Security Patches and Mitigation Recommendations
HPE has released critical security patches to mitigate the risks associated with these vulnerabilities. To address the specific flaws in Instant AOS-8 and AOS-10, users should update their systems to the following patched versions:
- AOS-10.7.x.x: Version 10.7.0.0 and above
- AOS-10.4.x.x: Version 10.4.1.5 and above
- Instant AOS-8.12.x.x: Version 8.12.0.3 and above
- Instant AOS-8.10.x.x: Version 8.10.0.14 and above
These updated software versions contain critical security patches that resolve the vulnerabilities discussed in the advisory. Network administrators are strongly encouraged to apply these patches promptly to ensure the continued security and integrity of their Aruba access point infrastructure.

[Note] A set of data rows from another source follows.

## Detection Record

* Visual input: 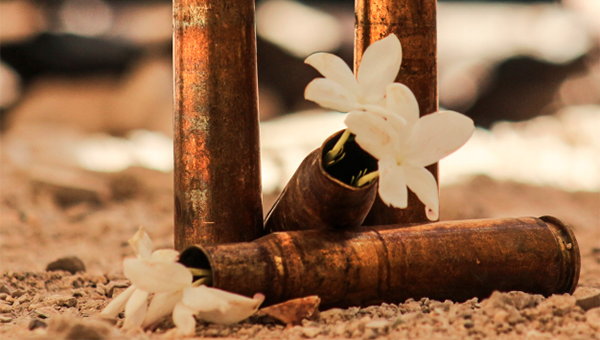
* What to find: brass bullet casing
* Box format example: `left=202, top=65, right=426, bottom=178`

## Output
left=179, top=216, right=581, bottom=308
left=265, top=131, right=377, bottom=233
left=354, top=0, right=438, bottom=225
left=173, top=0, right=262, bottom=250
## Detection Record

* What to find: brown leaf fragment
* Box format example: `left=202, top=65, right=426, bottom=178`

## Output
left=260, top=295, right=321, bottom=325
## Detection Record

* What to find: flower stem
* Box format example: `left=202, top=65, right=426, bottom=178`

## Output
left=324, top=129, right=351, bottom=167
left=356, top=170, right=379, bottom=188
left=188, top=268, right=212, bottom=277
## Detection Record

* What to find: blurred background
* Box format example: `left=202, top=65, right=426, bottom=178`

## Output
left=0, top=0, right=600, bottom=194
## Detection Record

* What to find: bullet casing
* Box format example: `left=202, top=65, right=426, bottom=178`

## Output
left=173, top=0, right=262, bottom=250
left=265, top=131, right=377, bottom=233
left=354, top=0, right=438, bottom=226
left=180, top=216, right=581, bottom=308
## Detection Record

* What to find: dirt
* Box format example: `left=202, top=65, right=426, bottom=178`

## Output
left=0, top=132, right=600, bottom=340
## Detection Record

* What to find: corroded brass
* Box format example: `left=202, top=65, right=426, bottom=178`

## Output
left=354, top=0, right=438, bottom=225
left=265, top=131, right=377, bottom=233
left=173, top=0, right=262, bottom=250
left=180, top=216, right=581, bottom=308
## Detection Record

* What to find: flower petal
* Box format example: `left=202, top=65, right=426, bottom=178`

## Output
left=402, top=165, right=440, bottom=221
left=151, top=249, right=179, bottom=262
left=183, top=286, right=265, bottom=324
left=123, top=289, right=148, bottom=329
left=304, top=78, right=357, bottom=112
left=129, top=227, right=153, bottom=258
left=378, top=158, right=408, bottom=209
left=100, top=285, right=136, bottom=318
left=385, top=83, right=419, bottom=126
left=304, top=53, right=358, bottom=96
left=123, top=258, right=193, bottom=293
left=173, top=302, right=196, bottom=335
left=405, top=111, right=475, bottom=167
left=357, top=34, right=402, bottom=104
left=142, top=290, right=183, bottom=328
left=344, top=111, right=396, bottom=159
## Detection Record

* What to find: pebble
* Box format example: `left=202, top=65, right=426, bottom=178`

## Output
left=302, top=327, right=321, bottom=339
left=0, top=283, right=14, bottom=295
left=585, top=307, right=600, bottom=331
left=29, top=319, right=48, bottom=331
left=573, top=287, right=600, bottom=310
left=46, top=256, right=85, bottom=274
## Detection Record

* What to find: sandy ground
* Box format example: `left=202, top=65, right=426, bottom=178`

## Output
left=0, top=127, right=600, bottom=339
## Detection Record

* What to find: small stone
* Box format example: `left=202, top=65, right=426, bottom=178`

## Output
left=302, top=327, right=321, bottom=339
left=10, top=289, right=26, bottom=299
left=0, top=283, right=14, bottom=295
left=0, top=303, right=13, bottom=313
left=585, top=307, right=600, bottom=331
left=29, top=319, right=48, bottom=331
left=573, top=287, right=600, bottom=310
left=261, top=295, right=321, bottom=325
left=46, top=256, right=85, bottom=274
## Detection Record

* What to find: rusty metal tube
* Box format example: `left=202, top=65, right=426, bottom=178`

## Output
left=173, top=0, right=262, bottom=249
left=265, top=131, right=377, bottom=233
left=180, top=216, right=581, bottom=308
left=354, top=0, right=438, bottom=225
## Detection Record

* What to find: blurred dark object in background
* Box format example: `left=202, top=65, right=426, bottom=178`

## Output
left=0, top=33, right=141, bottom=84
left=0, top=0, right=600, bottom=135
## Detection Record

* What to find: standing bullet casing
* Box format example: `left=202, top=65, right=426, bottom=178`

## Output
left=173, top=0, right=262, bottom=250
left=354, top=0, right=438, bottom=226
left=265, top=131, right=377, bottom=233
left=180, top=216, right=581, bottom=308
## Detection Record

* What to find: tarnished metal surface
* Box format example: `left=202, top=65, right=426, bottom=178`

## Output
left=265, top=131, right=377, bottom=233
left=173, top=0, right=262, bottom=249
left=354, top=0, right=438, bottom=225
left=180, top=217, right=581, bottom=308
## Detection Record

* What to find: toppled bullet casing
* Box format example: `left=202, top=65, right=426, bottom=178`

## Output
left=180, top=216, right=581, bottom=308
left=173, top=0, right=262, bottom=250
left=265, top=131, right=377, bottom=233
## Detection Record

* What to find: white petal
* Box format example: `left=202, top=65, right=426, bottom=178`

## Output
left=123, top=259, right=193, bottom=293
left=129, top=227, right=153, bottom=258
left=173, top=302, right=196, bottom=335
left=100, top=285, right=136, bottom=318
left=405, top=111, right=475, bottom=167
left=402, top=165, right=440, bottom=221
left=344, top=111, right=397, bottom=159
left=304, top=53, right=358, bottom=95
left=304, top=78, right=358, bottom=112
left=378, top=158, right=408, bottom=209
left=183, top=286, right=265, bottom=324
left=151, top=249, right=179, bottom=262
left=123, top=289, right=148, bottom=329
left=385, top=83, right=419, bottom=126
left=142, top=290, right=183, bottom=328
left=357, top=34, right=402, bottom=104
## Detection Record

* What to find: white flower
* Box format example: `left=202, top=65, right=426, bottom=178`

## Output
left=304, top=34, right=402, bottom=112
left=345, top=83, right=475, bottom=221
left=102, top=228, right=264, bottom=335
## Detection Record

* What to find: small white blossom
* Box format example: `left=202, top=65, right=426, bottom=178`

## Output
left=345, top=83, right=475, bottom=221
left=102, top=227, right=264, bottom=335
left=304, top=34, right=402, bottom=112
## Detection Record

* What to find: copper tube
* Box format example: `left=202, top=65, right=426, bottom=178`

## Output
left=180, top=216, right=581, bottom=308
left=354, top=0, right=438, bottom=225
left=265, top=131, right=377, bottom=233
left=173, top=0, right=262, bottom=249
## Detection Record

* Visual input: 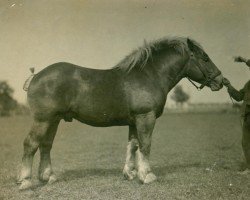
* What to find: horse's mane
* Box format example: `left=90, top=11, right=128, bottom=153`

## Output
left=113, top=37, right=202, bottom=73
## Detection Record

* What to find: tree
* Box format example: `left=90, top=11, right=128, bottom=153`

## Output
left=0, top=81, right=17, bottom=116
left=171, top=85, right=189, bottom=107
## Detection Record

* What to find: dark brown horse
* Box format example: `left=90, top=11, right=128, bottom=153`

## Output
left=19, top=38, right=222, bottom=189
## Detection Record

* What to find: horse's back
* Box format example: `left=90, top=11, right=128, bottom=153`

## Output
left=28, top=63, right=128, bottom=126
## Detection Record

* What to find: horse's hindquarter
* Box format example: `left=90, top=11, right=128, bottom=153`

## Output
left=28, top=63, right=128, bottom=126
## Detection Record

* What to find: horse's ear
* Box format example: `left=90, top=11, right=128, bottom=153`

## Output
left=187, top=38, right=197, bottom=52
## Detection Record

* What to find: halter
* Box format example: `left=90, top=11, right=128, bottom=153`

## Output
left=186, top=54, right=221, bottom=91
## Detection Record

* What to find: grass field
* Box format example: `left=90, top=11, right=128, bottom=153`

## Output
left=0, top=113, right=250, bottom=200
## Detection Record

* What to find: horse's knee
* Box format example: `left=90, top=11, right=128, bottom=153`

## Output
left=23, top=135, right=38, bottom=155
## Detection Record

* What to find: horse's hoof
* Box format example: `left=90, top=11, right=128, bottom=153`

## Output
left=143, top=172, right=157, bottom=184
left=123, top=170, right=137, bottom=181
left=48, top=174, right=57, bottom=184
left=19, top=179, right=32, bottom=190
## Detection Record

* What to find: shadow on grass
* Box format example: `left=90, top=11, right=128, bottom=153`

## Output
left=59, top=162, right=204, bottom=181
left=59, top=168, right=122, bottom=181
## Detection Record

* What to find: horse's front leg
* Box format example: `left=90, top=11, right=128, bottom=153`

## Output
left=135, top=112, right=156, bottom=183
left=123, top=125, right=138, bottom=180
left=242, top=114, right=250, bottom=172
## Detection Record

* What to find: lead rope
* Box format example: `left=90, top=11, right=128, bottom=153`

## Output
left=187, top=77, right=201, bottom=91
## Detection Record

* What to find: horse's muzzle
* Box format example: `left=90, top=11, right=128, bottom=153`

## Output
left=210, top=74, right=223, bottom=91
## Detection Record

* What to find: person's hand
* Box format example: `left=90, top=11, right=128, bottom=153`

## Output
left=234, top=56, right=246, bottom=62
left=222, top=77, right=231, bottom=87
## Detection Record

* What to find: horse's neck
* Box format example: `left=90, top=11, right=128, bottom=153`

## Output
left=155, top=55, right=187, bottom=95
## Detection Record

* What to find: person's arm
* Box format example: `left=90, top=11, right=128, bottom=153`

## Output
left=223, top=78, right=244, bottom=101
left=227, top=85, right=244, bottom=101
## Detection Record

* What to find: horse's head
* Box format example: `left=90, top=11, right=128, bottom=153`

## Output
left=185, top=39, right=223, bottom=91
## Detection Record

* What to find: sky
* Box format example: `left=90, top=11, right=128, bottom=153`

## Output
left=0, top=0, right=250, bottom=103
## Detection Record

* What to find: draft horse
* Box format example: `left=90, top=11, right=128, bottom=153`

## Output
left=19, top=38, right=223, bottom=189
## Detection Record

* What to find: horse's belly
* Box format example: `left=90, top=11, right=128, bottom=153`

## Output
left=74, top=113, right=129, bottom=127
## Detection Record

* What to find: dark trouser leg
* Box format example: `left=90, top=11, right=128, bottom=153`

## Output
left=136, top=112, right=156, bottom=183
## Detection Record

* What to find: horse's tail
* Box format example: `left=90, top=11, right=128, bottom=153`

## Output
left=23, top=67, right=35, bottom=92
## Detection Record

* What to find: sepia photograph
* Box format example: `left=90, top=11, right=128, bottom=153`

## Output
left=0, top=0, right=250, bottom=200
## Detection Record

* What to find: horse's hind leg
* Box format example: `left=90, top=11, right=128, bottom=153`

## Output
left=135, top=112, right=156, bottom=183
left=38, top=120, right=60, bottom=183
left=18, top=120, right=55, bottom=190
left=242, top=114, right=250, bottom=171
left=123, top=126, right=138, bottom=180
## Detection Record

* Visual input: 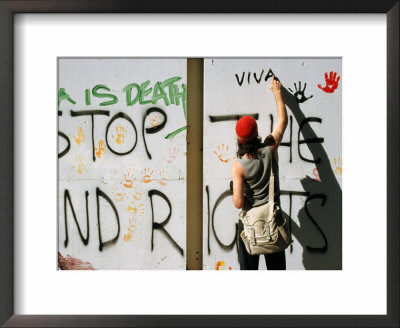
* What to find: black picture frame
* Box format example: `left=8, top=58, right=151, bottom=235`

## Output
left=0, top=0, right=400, bottom=327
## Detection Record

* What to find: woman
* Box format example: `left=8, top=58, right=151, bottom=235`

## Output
left=232, top=77, right=288, bottom=270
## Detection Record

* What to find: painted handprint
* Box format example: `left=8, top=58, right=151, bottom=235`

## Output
left=288, top=81, right=314, bottom=103
left=126, top=203, right=144, bottom=216
left=131, top=185, right=144, bottom=204
left=150, top=113, right=163, bottom=128
left=115, top=192, right=126, bottom=202
left=73, top=155, right=86, bottom=174
left=158, top=170, right=169, bottom=186
left=112, top=126, right=126, bottom=145
left=333, top=157, right=343, bottom=174
left=74, top=126, right=85, bottom=145
left=318, top=71, right=340, bottom=93
left=94, top=140, right=106, bottom=158
left=121, top=172, right=136, bottom=188
left=214, top=144, right=235, bottom=163
left=142, top=169, right=154, bottom=183
left=124, top=218, right=137, bottom=243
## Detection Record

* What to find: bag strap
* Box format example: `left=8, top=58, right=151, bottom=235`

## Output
left=268, top=148, right=275, bottom=203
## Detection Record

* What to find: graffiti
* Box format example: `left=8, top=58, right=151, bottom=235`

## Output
left=304, top=194, right=328, bottom=253
left=297, top=117, right=324, bottom=164
left=235, top=69, right=279, bottom=86
left=58, top=252, right=96, bottom=270
left=333, top=156, right=343, bottom=174
left=148, top=189, right=183, bottom=256
left=209, top=114, right=258, bottom=123
left=64, top=188, right=120, bottom=251
left=57, top=59, right=187, bottom=269
left=106, top=112, right=137, bottom=156
left=58, top=131, right=71, bottom=158
left=206, top=186, right=238, bottom=254
left=214, top=144, right=236, bottom=163
left=70, top=110, right=110, bottom=161
left=112, top=125, right=127, bottom=145
left=58, top=76, right=187, bottom=111
left=318, top=71, right=340, bottom=93
left=74, top=126, right=85, bottom=145
left=95, top=140, right=106, bottom=158
left=142, top=107, right=167, bottom=159
left=313, top=167, right=321, bottom=181
left=92, top=84, right=118, bottom=106
left=288, top=81, right=314, bottom=103
left=64, top=189, right=89, bottom=247
left=58, top=88, right=76, bottom=106
left=167, top=147, right=180, bottom=164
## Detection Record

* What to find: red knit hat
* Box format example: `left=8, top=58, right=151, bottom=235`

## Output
left=236, top=116, right=258, bottom=144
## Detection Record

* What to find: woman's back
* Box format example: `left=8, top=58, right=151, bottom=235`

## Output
left=238, top=147, right=280, bottom=211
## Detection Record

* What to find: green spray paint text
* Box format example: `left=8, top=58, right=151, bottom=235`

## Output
left=58, top=76, right=187, bottom=118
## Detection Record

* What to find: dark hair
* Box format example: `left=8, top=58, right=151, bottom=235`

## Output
left=236, top=134, right=275, bottom=158
left=236, top=137, right=262, bottom=158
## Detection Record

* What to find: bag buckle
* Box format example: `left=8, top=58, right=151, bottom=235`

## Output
left=264, top=221, right=271, bottom=241
left=250, top=228, right=257, bottom=246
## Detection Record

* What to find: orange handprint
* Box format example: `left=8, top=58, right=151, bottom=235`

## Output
left=126, top=202, right=144, bottom=216
left=158, top=170, right=169, bottom=186
left=95, top=140, right=106, bottom=158
left=121, top=172, right=135, bottom=188
left=74, top=126, right=85, bottom=145
left=150, top=113, right=163, bottom=128
left=112, top=126, right=126, bottom=145
left=73, top=155, right=86, bottom=174
left=115, top=192, right=126, bottom=202
left=214, top=144, right=235, bottom=163
left=142, top=169, right=154, bottom=183
left=124, top=218, right=136, bottom=243
left=318, top=71, right=340, bottom=93
left=132, top=186, right=143, bottom=203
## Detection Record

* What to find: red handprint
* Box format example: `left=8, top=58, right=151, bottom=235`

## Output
left=318, top=72, right=340, bottom=93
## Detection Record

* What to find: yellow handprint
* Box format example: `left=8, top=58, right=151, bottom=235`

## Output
left=124, top=218, right=136, bottom=243
left=112, top=126, right=126, bottom=145
left=214, top=144, right=235, bottom=163
left=142, top=169, right=154, bottom=183
left=126, top=203, right=145, bottom=216
left=150, top=113, right=162, bottom=128
left=121, top=172, right=135, bottom=188
left=73, top=155, right=86, bottom=174
left=95, top=140, right=106, bottom=158
left=74, top=126, right=85, bottom=145
left=158, top=170, right=169, bottom=186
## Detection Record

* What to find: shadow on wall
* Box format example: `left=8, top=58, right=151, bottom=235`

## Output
left=282, top=88, right=342, bottom=270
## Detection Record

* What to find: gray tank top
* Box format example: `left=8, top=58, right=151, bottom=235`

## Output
left=238, top=147, right=280, bottom=211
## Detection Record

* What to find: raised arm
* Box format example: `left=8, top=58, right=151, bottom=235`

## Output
left=269, top=77, right=288, bottom=150
left=232, top=162, right=244, bottom=208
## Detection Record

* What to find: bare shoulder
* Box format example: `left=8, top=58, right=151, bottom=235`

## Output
left=232, top=161, right=244, bottom=175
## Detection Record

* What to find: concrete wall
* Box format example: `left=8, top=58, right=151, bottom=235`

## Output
left=203, top=58, right=343, bottom=270
left=58, top=58, right=186, bottom=269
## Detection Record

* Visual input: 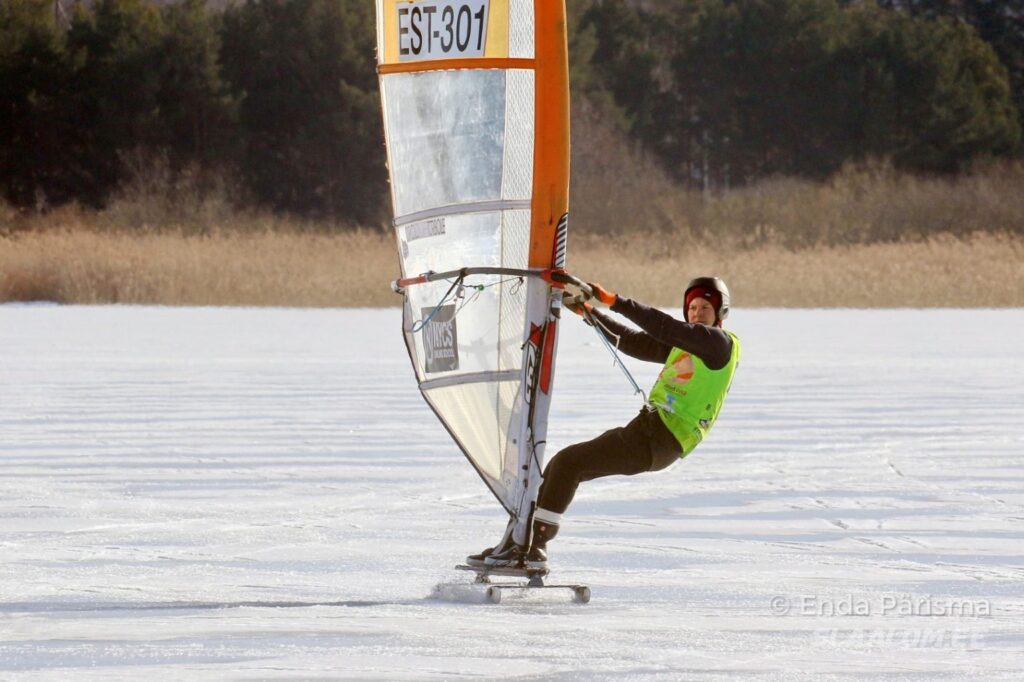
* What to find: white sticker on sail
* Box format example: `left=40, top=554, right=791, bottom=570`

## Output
left=397, top=0, right=489, bottom=61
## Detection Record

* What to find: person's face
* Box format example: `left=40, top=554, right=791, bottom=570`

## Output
left=686, top=296, right=715, bottom=327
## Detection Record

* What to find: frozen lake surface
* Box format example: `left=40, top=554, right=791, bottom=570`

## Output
left=0, top=305, right=1024, bottom=680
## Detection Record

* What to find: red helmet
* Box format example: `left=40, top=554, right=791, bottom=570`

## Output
left=683, top=278, right=729, bottom=323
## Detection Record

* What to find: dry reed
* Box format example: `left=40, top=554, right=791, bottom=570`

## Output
left=0, top=209, right=1024, bottom=307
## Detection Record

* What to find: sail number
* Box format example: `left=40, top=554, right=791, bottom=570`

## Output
left=398, top=0, right=488, bottom=61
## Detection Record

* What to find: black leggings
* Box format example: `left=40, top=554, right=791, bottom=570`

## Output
left=538, top=408, right=683, bottom=514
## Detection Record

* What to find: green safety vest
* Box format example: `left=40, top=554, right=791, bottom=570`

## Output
left=648, top=332, right=740, bottom=457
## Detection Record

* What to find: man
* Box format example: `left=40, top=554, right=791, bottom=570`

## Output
left=466, top=276, right=739, bottom=568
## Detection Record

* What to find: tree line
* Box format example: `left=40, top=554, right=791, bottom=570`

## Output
left=0, top=0, right=1024, bottom=224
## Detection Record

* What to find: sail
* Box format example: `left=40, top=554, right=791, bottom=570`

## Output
left=376, top=0, right=568, bottom=541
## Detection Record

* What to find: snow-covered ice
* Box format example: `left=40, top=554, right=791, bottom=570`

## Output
left=0, top=305, right=1024, bottom=680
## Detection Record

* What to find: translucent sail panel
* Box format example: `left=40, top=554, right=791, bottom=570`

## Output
left=397, top=211, right=529, bottom=378
left=423, top=377, right=520, bottom=485
left=381, top=70, right=534, bottom=223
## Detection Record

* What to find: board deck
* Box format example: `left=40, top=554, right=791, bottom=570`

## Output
left=456, top=564, right=591, bottom=604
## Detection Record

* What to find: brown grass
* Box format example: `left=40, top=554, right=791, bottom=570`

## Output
left=0, top=206, right=397, bottom=306
left=0, top=143, right=1024, bottom=307
left=569, top=229, right=1024, bottom=307
left=0, top=209, right=1024, bottom=307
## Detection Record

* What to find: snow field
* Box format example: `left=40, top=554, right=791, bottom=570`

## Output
left=0, top=305, right=1024, bottom=680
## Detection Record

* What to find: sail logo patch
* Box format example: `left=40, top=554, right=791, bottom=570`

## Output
left=397, top=0, right=488, bottom=61
left=420, top=304, right=459, bottom=374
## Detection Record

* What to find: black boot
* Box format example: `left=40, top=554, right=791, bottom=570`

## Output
left=466, top=521, right=515, bottom=568
left=523, top=518, right=558, bottom=569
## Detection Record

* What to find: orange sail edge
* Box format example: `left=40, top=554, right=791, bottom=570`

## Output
left=529, top=0, right=569, bottom=267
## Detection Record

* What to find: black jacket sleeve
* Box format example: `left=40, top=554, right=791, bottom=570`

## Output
left=598, top=296, right=732, bottom=370
left=591, top=310, right=672, bottom=363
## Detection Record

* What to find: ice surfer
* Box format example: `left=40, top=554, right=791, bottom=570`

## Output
left=466, top=276, right=740, bottom=569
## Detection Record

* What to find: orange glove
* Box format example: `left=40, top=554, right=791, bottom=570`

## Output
left=587, top=282, right=618, bottom=307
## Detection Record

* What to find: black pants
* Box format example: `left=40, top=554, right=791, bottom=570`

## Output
left=538, top=408, right=683, bottom=514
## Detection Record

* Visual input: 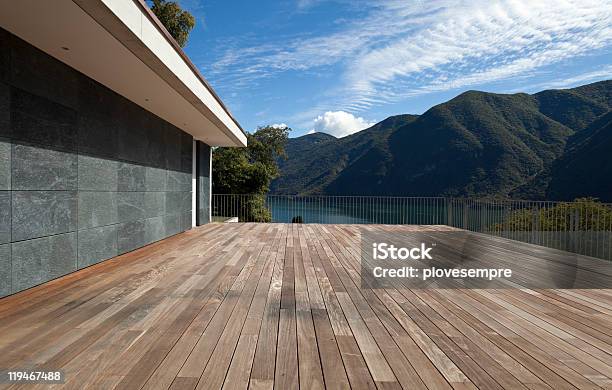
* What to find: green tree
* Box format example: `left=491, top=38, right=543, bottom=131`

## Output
left=489, top=198, right=612, bottom=231
left=151, top=0, right=195, bottom=47
left=213, top=126, right=291, bottom=222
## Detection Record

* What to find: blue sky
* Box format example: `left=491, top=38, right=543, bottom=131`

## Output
left=179, top=0, right=612, bottom=136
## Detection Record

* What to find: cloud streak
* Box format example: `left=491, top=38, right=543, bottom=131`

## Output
left=203, top=0, right=612, bottom=119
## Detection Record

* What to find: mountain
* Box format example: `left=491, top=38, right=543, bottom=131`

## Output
left=511, top=111, right=612, bottom=201
left=271, top=81, right=612, bottom=199
left=271, top=115, right=417, bottom=194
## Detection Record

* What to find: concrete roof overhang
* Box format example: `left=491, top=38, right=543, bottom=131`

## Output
left=0, top=0, right=247, bottom=147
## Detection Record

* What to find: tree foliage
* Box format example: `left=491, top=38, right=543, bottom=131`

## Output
left=490, top=198, right=612, bottom=231
left=213, top=126, right=291, bottom=222
left=151, top=0, right=195, bottom=47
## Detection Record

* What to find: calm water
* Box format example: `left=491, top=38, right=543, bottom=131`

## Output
left=267, top=197, right=446, bottom=224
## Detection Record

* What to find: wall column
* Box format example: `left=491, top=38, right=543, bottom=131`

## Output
left=196, top=141, right=212, bottom=226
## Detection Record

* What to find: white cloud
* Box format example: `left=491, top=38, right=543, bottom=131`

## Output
left=308, top=111, right=374, bottom=137
left=211, top=0, right=612, bottom=113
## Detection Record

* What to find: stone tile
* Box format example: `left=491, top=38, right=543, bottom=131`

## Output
left=79, top=156, right=119, bottom=191
left=166, top=170, right=183, bottom=191
left=10, top=36, right=79, bottom=110
left=0, top=244, right=13, bottom=298
left=164, top=214, right=181, bottom=237
left=77, top=225, right=118, bottom=269
left=0, top=81, right=12, bottom=138
left=163, top=124, right=181, bottom=171
left=78, top=191, right=119, bottom=230
left=181, top=131, right=193, bottom=175
left=117, top=220, right=146, bottom=254
left=145, top=217, right=166, bottom=244
left=181, top=192, right=193, bottom=213
left=12, top=191, right=77, bottom=241
left=144, top=192, right=166, bottom=218
left=181, top=212, right=193, bottom=232
left=0, top=138, right=11, bottom=191
left=11, top=144, right=77, bottom=191
left=146, top=125, right=166, bottom=168
left=77, top=114, right=120, bottom=158
left=11, top=233, right=77, bottom=292
left=117, top=192, right=146, bottom=222
left=0, top=29, right=11, bottom=83
left=117, top=103, right=152, bottom=165
left=117, top=162, right=146, bottom=191
left=166, top=191, right=183, bottom=215
left=0, top=191, right=11, bottom=244
left=11, top=88, right=77, bottom=151
left=145, top=167, right=168, bottom=191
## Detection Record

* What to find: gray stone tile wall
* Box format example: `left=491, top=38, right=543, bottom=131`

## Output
left=0, top=29, right=201, bottom=297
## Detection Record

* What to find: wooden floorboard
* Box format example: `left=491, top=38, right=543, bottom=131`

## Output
left=0, top=223, right=612, bottom=390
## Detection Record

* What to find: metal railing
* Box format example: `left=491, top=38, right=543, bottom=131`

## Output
left=212, top=194, right=612, bottom=260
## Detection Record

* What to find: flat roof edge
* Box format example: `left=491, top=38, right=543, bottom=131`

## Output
left=72, top=0, right=247, bottom=146
left=132, top=0, right=246, bottom=139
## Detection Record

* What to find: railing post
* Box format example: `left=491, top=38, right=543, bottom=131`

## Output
left=461, top=199, right=469, bottom=230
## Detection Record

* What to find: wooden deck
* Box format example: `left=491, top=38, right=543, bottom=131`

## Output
left=0, top=224, right=612, bottom=390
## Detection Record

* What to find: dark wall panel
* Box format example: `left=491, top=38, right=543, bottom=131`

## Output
left=196, top=141, right=212, bottom=226
left=0, top=29, right=200, bottom=297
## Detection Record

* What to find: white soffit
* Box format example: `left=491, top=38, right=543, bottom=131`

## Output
left=0, top=0, right=247, bottom=146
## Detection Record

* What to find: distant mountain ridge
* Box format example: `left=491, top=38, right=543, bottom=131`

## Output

For devices running Instant AOS-8, HPE recommends enabling cluster security using the cluster-security command. This can help prevent exploitation of CVE-2024-42509 and CVE-2024-47460. However, for AOS-10 devices, the company advises blocking access to UDP port 8211 from untrusted networks, as the cluster security feature is not available for this version.
Additional Security Considerations
While the critical security patches for these vulnerabilities are essential, HPE also provides additional security advice to further safeguard Aruba access points. For example, to mitigate risks related to other vulnerabilities, including authenticated remote command execution and arbitrary file creation, administrators should restrict access to the CLI and web-based management interfaces. It’s recommended to segregate these interfaces on a dedicated VLAN or control them through firewall policies to reduce the attack surface.
Several other vulnerabilities were also discovered, including:
- CVE-2024-47461: An authenticated remote code execution flaw with a severity of 7.2 (high) that can be exploited by attackers with privileged access to the system.
- CVE-2024-47462, CVE-2024-47463: Arbitrary file creation vulnerabilities that could lead to remote command execution.
- CVE-2024-47464: A path traversal vulnerability that could give attackers unauthorized access to files.
These vulnerabilities emphasize the need for a comprehensive approach to network security, beyond just patching critical bugs. By implementing robust access controls and ensuring that all management interfaces are properly secured, organizations can reduce the likelihood of successful exploitation.
The Importance of Timely Patching
The release of these HPE security patches highlights the ongoing need for organizations to maintain a proactive approach to cybersecurity. Timely application of patches for critical vulnerabilities, such as the ones impacting Aruba access points, is essential for protecting network infrastructure from potential exploitation.
Security experts recommend that organizations establish a routine patch management process, ensuring that security updates—like those for the Aruba access point vulnerabilities—are deployed as soon as they become available. This helps minimize the window of opportunity for attackers and reduces the risk of compromise.